Ketegangan tersebut kemudian mendapat respons langsung dari Ketua Umum PBNU KH Yahya Cholil Staquf atau Gus Yahya.

Ia meminta massa menahan diri dan menjanjikan upaya mencari jalan keluar yang dapat diterima semua pihak.

“Saya mohon agar lebih tenang. Saya pribadi, berjanji akan berusaha ikut mencari jalan keluar yang bijaksana dari ini yang bisa membuat tenang semua,” kata Gus Yahya.

Gus Yahya juga menyatakan Gus Yusuf merupakan salah satu kader potensial NU.

Ia menilai keberadaan dan kontribusi Gus Yusuf tetap penting bagi organisasi.

“Terkait dengan Gus Yusuf Chudlori, sebetulnya saya mengakui bahwa beliau adalah kader yang unggul dan aktif, termasuk yang unggul dibanding yang lain,” ujarnya.

Namun, Gus Yahya menegaskan keputusan forum muktamirin tetap harus dihormati.

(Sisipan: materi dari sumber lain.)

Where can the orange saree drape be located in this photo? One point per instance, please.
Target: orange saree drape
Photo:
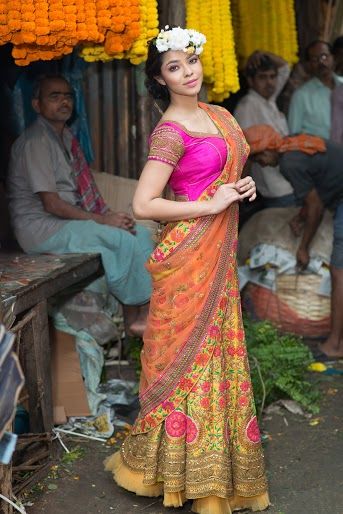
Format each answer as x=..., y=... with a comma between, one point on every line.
x=196, y=436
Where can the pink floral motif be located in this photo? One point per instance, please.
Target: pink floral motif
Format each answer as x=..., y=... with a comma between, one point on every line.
x=192, y=430
x=176, y=424
x=201, y=359
x=223, y=386
x=206, y=387
x=205, y=403
x=245, y=386
x=158, y=255
x=214, y=331
x=252, y=431
x=222, y=402
x=240, y=335
x=227, y=432
x=217, y=351
x=243, y=401
x=231, y=334
x=185, y=384
x=168, y=406
x=240, y=350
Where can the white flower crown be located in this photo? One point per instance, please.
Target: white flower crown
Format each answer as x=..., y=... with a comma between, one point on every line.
x=187, y=40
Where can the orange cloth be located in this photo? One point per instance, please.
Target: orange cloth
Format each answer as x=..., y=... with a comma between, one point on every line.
x=264, y=137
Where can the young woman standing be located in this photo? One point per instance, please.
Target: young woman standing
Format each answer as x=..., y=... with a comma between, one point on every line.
x=196, y=436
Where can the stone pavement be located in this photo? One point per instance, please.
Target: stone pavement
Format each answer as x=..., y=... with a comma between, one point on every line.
x=304, y=463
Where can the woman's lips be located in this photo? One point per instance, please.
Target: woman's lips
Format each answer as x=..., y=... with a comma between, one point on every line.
x=191, y=82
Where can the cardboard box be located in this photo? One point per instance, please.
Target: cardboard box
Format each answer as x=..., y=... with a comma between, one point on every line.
x=69, y=395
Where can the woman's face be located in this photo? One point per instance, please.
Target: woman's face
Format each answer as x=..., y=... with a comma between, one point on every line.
x=181, y=73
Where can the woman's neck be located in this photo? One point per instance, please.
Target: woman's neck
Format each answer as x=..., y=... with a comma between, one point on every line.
x=183, y=106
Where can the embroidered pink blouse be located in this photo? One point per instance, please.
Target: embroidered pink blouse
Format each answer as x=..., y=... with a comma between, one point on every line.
x=197, y=158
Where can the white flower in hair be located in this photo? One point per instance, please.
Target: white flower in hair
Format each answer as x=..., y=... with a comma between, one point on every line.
x=187, y=40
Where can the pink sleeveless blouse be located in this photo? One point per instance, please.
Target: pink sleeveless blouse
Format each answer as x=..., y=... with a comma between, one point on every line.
x=197, y=158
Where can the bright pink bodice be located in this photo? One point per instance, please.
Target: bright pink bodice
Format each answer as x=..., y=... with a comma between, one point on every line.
x=202, y=162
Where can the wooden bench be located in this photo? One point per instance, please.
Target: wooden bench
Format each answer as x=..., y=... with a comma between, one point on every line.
x=26, y=284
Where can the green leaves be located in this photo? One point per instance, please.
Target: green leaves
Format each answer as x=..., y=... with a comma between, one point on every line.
x=278, y=364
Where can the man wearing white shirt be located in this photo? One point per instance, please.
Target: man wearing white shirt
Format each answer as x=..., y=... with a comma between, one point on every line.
x=267, y=74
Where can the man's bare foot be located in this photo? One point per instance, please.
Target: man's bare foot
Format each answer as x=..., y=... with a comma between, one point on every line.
x=296, y=225
x=137, y=328
x=136, y=319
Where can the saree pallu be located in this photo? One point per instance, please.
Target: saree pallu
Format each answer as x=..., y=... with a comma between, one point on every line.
x=197, y=436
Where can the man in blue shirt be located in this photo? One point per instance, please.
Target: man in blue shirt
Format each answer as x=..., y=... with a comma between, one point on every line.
x=310, y=107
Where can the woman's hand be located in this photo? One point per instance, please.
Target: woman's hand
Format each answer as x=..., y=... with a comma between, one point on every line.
x=225, y=195
x=246, y=187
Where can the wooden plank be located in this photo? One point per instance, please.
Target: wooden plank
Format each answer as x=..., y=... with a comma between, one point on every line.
x=92, y=95
x=77, y=268
x=37, y=369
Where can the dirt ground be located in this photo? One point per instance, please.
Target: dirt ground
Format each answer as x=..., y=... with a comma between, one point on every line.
x=304, y=462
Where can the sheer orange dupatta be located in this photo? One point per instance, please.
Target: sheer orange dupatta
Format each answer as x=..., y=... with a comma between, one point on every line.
x=190, y=268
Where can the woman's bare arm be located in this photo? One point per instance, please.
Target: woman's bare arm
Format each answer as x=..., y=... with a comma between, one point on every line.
x=148, y=204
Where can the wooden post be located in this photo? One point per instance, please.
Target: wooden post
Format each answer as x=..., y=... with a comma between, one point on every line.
x=108, y=119
x=36, y=362
x=6, y=488
x=122, y=103
x=93, y=98
x=172, y=13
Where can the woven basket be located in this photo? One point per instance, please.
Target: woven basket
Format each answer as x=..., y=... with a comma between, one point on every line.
x=294, y=307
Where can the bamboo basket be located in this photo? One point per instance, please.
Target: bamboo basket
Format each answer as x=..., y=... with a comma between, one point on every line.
x=294, y=307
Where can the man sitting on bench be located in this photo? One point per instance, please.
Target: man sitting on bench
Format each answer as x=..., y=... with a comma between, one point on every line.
x=56, y=207
x=313, y=166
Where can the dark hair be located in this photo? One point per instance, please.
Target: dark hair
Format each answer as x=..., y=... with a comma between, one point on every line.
x=337, y=44
x=266, y=64
x=40, y=81
x=314, y=43
x=153, y=69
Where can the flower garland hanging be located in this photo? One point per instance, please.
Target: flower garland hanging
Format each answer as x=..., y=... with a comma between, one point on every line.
x=143, y=30
x=266, y=25
x=219, y=59
x=48, y=29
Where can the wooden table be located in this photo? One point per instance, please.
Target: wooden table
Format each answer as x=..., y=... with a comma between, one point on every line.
x=26, y=283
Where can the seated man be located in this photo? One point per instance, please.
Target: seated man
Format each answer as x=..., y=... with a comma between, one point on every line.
x=267, y=74
x=314, y=168
x=310, y=110
x=56, y=208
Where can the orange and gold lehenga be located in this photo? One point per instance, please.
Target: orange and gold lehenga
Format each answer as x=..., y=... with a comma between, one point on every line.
x=196, y=436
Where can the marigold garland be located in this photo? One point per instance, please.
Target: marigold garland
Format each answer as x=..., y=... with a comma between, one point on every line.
x=141, y=32
x=213, y=19
x=48, y=29
x=265, y=25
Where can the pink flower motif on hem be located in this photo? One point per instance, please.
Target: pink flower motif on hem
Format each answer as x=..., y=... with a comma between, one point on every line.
x=168, y=406
x=192, y=431
x=176, y=424
x=217, y=351
x=252, y=431
x=214, y=331
x=158, y=255
x=245, y=386
x=206, y=387
x=243, y=401
x=227, y=432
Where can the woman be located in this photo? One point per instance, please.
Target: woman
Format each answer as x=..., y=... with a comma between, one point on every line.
x=196, y=436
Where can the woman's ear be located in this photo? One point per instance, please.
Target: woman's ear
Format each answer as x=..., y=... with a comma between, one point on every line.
x=160, y=80
x=35, y=105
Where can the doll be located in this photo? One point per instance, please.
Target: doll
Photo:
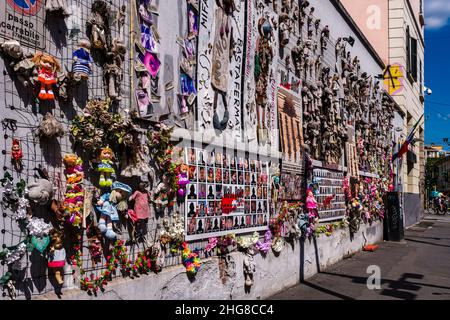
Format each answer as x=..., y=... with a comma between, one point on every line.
x=57, y=256
x=74, y=169
x=141, y=198
x=47, y=67
x=17, y=155
x=109, y=205
x=160, y=197
x=57, y=6
x=105, y=167
x=82, y=61
x=182, y=180
x=95, y=245
x=311, y=203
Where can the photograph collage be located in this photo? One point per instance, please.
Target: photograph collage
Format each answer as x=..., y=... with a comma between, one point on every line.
x=225, y=193
x=330, y=194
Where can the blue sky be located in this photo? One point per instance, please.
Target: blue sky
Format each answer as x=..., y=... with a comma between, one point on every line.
x=437, y=70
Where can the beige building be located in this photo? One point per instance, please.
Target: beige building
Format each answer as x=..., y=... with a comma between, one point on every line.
x=395, y=29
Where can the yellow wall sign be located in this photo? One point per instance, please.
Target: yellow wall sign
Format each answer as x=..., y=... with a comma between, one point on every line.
x=393, y=78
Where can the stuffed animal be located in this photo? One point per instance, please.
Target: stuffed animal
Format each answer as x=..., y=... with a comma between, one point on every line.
x=141, y=211
x=50, y=127
x=22, y=64
x=97, y=26
x=57, y=256
x=311, y=203
x=16, y=155
x=105, y=167
x=57, y=6
x=182, y=180
x=40, y=191
x=109, y=205
x=12, y=49
x=47, y=67
x=74, y=169
x=82, y=61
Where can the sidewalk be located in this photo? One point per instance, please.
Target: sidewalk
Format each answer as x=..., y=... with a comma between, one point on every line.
x=417, y=269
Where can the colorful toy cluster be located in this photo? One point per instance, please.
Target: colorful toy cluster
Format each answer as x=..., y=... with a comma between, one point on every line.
x=191, y=261
x=74, y=196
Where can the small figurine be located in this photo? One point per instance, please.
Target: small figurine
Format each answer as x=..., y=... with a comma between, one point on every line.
x=95, y=245
x=57, y=256
x=182, y=180
x=105, y=167
x=311, y=203
x=48, y=67
x=74, y=169
x=17, y=155
x=57, y=6
x=82, y=61
x=141, y=198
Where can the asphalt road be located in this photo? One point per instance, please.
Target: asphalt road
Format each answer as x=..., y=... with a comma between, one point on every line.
x=416, y=269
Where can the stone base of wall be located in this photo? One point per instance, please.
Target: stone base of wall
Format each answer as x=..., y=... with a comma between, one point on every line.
x=300, y=260
x=413, y=208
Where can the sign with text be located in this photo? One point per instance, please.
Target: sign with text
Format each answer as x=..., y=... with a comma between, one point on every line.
x=23, y=20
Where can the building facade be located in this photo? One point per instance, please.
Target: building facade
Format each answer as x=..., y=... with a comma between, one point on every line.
x=397, y=30
x=217, y=120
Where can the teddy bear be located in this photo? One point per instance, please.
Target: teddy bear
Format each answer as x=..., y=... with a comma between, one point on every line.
x=47, y=67
x=109, y=205
x=57, y=256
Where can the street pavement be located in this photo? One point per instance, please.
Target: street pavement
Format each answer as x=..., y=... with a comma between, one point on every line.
x=416, y=269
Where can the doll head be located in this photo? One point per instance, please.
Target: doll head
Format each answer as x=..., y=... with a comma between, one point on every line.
x=85, y=44
x=106, y=154
x=119, y=195
x=56, y=239
x=46, y=61
x=142, y=186
x=71, y=160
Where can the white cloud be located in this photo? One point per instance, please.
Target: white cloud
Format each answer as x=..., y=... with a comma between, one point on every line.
x=437, y=13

“Seandainya tergantung saya pribadi, saya ingin semua bisa diakomodasi, semua mendapat kesempatan. Tapi para muktamirin sudah membuat keputusan,” katanya.

Meskipun sempat mengganggu jalannya agenda persidangan, situasi di lokasi kemudian berangsur kondusif dan proses Muktamar NU ke-35 kembali dilanjutkan.